After receiving confirmation that your sponsor accepted your request, you’ll need to apply for a consortium account at https://ccdb.computecanada.ca/me/facilities. This implies creating a second account with the regional partner (eg: Calcul Québec) that manage the cluster you want access to.
The GPU clusters for Calcul Québec are Guillimin, Hadès and Helios. If you need CPU computing power I recommend applying for Mammouth. Ask your sponsor if they have a special allocation on any of those. You can always edit those choices later here. For more details on what hardware they each offer, visit those pages. GPUs & CPUs
Note: The password you choose here and the given username will be the one used to log in those clusters.
To log into the clusters, you simply have to ssh to the right entry point of the wanted cluster. Those entry points are called interactive or login nodes, they are meant to set up the dependencies you need and launch experiments on the compute nodes.
Do not use the interactive node to run full experiments, as this will get you banned. You can use them for quick tests but not to run full experiments.
You will usually get the Url for a given cluster trough an email from the regional partner but here are some of them.
guillimin.hpc.mcgill.ca
helios.calculquebec.ca
hades.calculquebec.ca
Once you are logged in, it's time to setup your environment. The first thing to do is to ask your supervisor or the person in charge of your group if you have a prepared software stack to load. This will save you the trouble of installing everything yourself and save a lot of space group.
All cluster will give you access to a library of software that you can access on demand. The standard way to access that software is with module
. Be careful if you have a group stack, what you load here might conflict with it.
$ module list
Give you the list of what is loaded for your user. (ie: The software you can use at the moment.)
$ module avail
Give a full list of what is available.
$ module avail <module_name>
List all module containing the name.
$ module spider <module_name>
Detailed search that support regex.
$ module load <module_name>
Load a given module for the current session. Won’t be reloaded at next login.
To load this module at login time, add that command to your ~/.bashrc.
$ module unload <modul_name>
Unload a given module for the current session
Finally, always read the module --help
before using it, each cluster will have their own small differences.
If you need extra software that is not available trough module, the standard way to install it locally on Linux is in ~/.local
.
You will probably need to add the following exports to your ~/.bashrc.
export PATH=~/.local/bin/:$PATH
export CPATH=~/.local/include/:$CPATH
export C_INCLUDE_PATH=~/.local/include/:$C_INCLUDE_PATH
export CPLUS_INCLUDE_PATH=~/.local/include/:$CPLUS_INCLUDE_PATH
export LD_LIBRARY_PATH=~/.local/lib64/:~/.local/lib/:$LD_LIBRARY_PATH
export LIBRARY_PATH=~/.local/lib64/:~/.local/lib64/:$LIBRARY_PATH
export PYTHONPATH=~/.local/lib/:~/.local/lib/python2.7/site-packages/:$PYTHONPATH
If you have a group stack, this might already be there. Always talk to the person managing your group before installing software.

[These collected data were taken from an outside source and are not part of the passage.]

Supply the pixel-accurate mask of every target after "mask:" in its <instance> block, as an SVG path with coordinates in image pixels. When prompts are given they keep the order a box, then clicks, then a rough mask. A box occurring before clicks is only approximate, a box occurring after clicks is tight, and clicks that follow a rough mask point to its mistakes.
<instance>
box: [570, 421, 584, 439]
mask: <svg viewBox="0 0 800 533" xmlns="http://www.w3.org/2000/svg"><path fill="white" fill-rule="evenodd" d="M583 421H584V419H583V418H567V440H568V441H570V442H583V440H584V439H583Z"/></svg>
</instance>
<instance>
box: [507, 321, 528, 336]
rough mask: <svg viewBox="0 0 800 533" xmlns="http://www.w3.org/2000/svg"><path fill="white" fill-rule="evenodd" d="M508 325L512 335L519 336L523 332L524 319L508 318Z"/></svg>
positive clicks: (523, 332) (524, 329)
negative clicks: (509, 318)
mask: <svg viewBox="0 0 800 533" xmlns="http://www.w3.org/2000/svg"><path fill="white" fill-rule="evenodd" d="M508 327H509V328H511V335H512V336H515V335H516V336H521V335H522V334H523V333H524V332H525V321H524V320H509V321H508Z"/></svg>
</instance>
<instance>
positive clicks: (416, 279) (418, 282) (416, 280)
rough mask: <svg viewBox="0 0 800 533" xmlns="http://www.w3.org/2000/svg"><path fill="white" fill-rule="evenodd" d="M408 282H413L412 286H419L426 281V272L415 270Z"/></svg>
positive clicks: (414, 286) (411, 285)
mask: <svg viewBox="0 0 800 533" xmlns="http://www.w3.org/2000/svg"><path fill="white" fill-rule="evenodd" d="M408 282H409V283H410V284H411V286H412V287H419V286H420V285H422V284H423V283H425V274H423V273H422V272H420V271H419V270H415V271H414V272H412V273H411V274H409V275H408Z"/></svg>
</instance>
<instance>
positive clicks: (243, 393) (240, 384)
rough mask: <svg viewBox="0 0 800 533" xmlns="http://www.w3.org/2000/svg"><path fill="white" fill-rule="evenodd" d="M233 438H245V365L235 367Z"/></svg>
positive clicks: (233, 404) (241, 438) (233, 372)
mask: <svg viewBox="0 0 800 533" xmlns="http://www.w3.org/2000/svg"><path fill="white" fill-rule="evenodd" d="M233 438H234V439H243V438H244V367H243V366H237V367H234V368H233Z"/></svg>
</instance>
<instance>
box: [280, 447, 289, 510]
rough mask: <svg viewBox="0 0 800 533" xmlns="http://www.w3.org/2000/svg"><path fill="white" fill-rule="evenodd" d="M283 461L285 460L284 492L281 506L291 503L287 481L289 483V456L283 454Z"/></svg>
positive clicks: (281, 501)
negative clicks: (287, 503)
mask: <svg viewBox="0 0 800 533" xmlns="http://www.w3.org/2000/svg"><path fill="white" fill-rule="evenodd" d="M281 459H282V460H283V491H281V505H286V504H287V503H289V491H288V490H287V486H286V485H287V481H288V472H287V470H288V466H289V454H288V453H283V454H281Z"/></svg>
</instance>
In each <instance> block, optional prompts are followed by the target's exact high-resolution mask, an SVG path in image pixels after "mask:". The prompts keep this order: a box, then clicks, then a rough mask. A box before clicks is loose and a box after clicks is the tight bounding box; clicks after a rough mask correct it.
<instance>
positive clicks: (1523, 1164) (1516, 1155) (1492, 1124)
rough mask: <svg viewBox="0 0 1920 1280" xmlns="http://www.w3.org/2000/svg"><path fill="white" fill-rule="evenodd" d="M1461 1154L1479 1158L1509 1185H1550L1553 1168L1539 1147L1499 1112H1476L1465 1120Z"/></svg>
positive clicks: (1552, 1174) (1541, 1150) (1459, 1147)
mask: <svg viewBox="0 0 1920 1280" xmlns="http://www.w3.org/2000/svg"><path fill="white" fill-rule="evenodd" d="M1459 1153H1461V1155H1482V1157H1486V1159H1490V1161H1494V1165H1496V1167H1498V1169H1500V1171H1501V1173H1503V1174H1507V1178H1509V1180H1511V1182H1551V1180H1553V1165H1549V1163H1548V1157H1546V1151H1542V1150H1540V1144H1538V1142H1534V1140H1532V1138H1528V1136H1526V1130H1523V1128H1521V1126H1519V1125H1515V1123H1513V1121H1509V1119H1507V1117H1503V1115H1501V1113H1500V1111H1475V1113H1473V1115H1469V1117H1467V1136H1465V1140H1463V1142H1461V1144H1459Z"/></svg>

If you are using python as I do, pip is very useful to install packages locally.
$ pip list
List all installed packages.
$ pip search <package_name>
List all available packages in the PyPI repository containing the name you specified.
$ pip install --user <package_name>
Will install the python package locally in ~/.local
.
$ pip install --user --upgrade <package_name>
Will upgrade the python package locally in ~/.local
. Even if it was a pre-installed package in the system.
$ pip install --user git+<git_repo_url>
Will install the development version of that package locally in ~/.local
. This works only if the repo is a proper python package with a setup.py
.
$ git clone <git_repo_url>
$ pip install --user -e <cloned_folder>
This will install your cloned repo locally in editable mode which allows you to have your development version available in your system without playing with pythonpaths. This might not work with old version of canopy.